The idea that speed is the new currency has seen organizations increasingly look at ways they can gain insights from the vast stream of data being collected in real time. Subsequently, they are moving away from the batch processing traditionally favored in big data and towards streaming analytics. But is it always the best option?
In a recent OpsClarity Inc. survey of 4,000 big data professionals, 92% of respondents said they plan to leverage stream-processing applications this year, while 79% will reduce or eliminate investments in batch-only processing. Batch analytics is high latency analytics whereby a large volume of data is processed all at once, yet there is a delay between collection and storage of data sets, the processing for analysis, and reporting. Streaming analytics, on the other hand, is low latency analytics, defined by Forrester as ‘software that can filter, aggregate, enrich, and analyze a high throughput of data from multiple disparate live data sources and in any data format to identify simple and complex patterns to visualize business in real-time, detect urgent situations, and automate immediate actions.’ Speaking to us recently, Slim Baltagi, Director of Big Data Engineering at Capital One, used the comparison that batch analytics was like drinking bottled water while streaming was like drinking straight from the hose.
With batch processing, events are collected together based on the number of records or a certain period of time and stored somewhere to be processed as a finite data set. This can lead to unnecessary latencies between data generation and analysis and action on the data, which means it can lose its value. This could actually result in additional costs and reduce a company’s competitive edge. There is also an implicit presumption in batch analytics that the data is complete, which may not be the case.

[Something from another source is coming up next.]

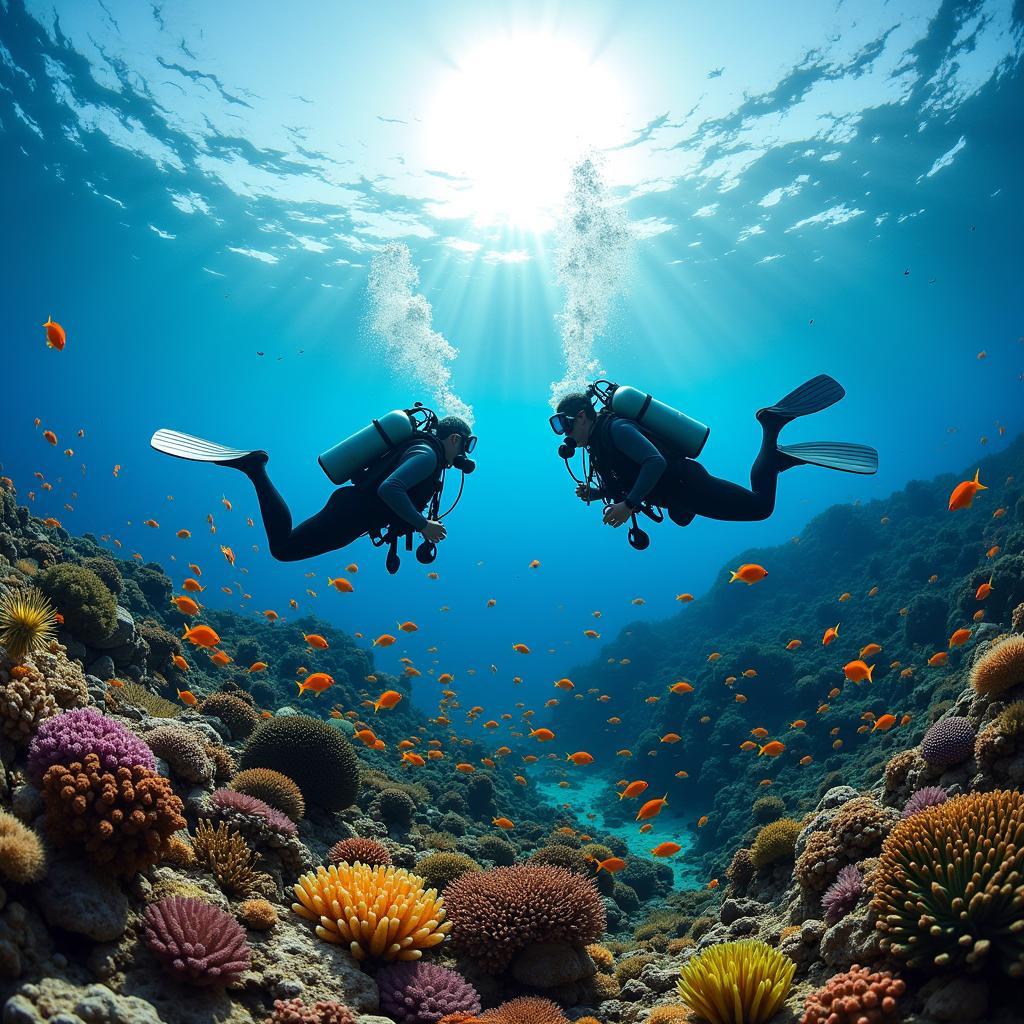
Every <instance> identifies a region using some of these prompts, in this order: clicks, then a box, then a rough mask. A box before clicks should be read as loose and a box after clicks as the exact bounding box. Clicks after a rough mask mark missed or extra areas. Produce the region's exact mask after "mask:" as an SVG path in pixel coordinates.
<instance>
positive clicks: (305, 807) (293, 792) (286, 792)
mask: <svg viewBox="0 0 1024 1024" xmlns="http://www.w3.org/2000/svg"><path fill="white" fill-rule="evenodd" d="M228 787H229V788H231V790H233V791H234V792H236V793H244V794H247V795H248V796H250V797H255V798H256V799H257V800H260V801H262V802H263V803H264V804H269V805H270V806H271V807H272V808H274V809H275V810H279V811H281V812H282V814H287V815H288V816H289V817H290V818H291V819H292V820H293V821H301V820H302V818H303V817H304V816H305V813H306V803H305V801H304V800H303V799H302V791H301V790H300V788H299V787H298V786H297V785H296V784H295V782H294V781H292V779H290V778H289V777H288V776H287V775H283V774H282V773H281V772H280V771H274V770H273V769H272V768H247V769H246V770H245V771H240V772H239V773H238V775H236V776H234V778H232V779H231V781H230V782H229V783H228Z"/></svg>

In streaming analytics, the system remembers the query and every time the data changes, the answer adapts accordingly. This allows for high volumes of data processing in very little time. Most data is available as a series of events, for example, click streams, mobile apps data, and so forth, that is continuously produced by a variety of applications and systems in the enterprise. Streaming analytics does not rely on typical enterprise sources, instead it uses social media data, sensor data, and the like. By connecting to external data sources, applications can integrate certain data from both internal and external sources into the same central hub.
The benefits of streaming analytics are many. For one, the speed at which data is processed, analyzed, and fed back into local systems greatly accelerates decision-making. The data has the potential to identify costs before they spiral, errors before they swell into a problem, and risks before they become existential threats. With zero data waiting time, the data is also more accurate, as nothing gets lost, overseen or outdated, as the velocity and volume of data is not an issue. Essentially, it offers everything that batch processing does, only a lot faster, so that action can be taken in time to exploit the information - whether this be visibility into what customer behaviors, potential new products, or fraud detection.
There are, however, disadvantages with streaming analytics. Systems based on streaming analytics require more resources at the beginning, although they do become more cost-effective as time goes on and there are many open source stream processing tools available, including Apache Storm, Spark Streaming, and Apache Flink. Since streaming analytics occurs immediately, companies also have only a small window to act on the analytics data before the data loses its value, which is not something all companies are capable of doing. There is also an issue around a lack of experts in streaming analytics, which is still a fairly nascent technology. Forrester analysts Mike Gualtieri and Rowan Curran in a Q3 2014 Forrester report on Big Data and Streaming Analytics noted that, ‘The streaming application programming model is unfamiliar to most application developers.’ The dearth of Data Scientists is a much publicized problem, and since streaming analytics is still a recent technology adoption is slow by most developers due to their lack of expertise.
There are now more mobile devices than people in the US, and as the IoT grows there is going to be a huge growth in the number of sensors. Streaming analytics is only going to become more important for ensuring that this data has value. Organizations will need to adapt their existing data management and analytics processes for the IoT age, but they need to be careful. They need to select the best data processing system for the job at hand rather than going for what’s trendy, as whether batch or stream is required depends on the types and sources of data and processing time needed to get the job done. Not every job requires low latency analytics. They also need the infrastructure in place, or risk causing more harm than good. While streaming analytics is undeniably growing, and with good reason, batch analytics is not going away any time soon.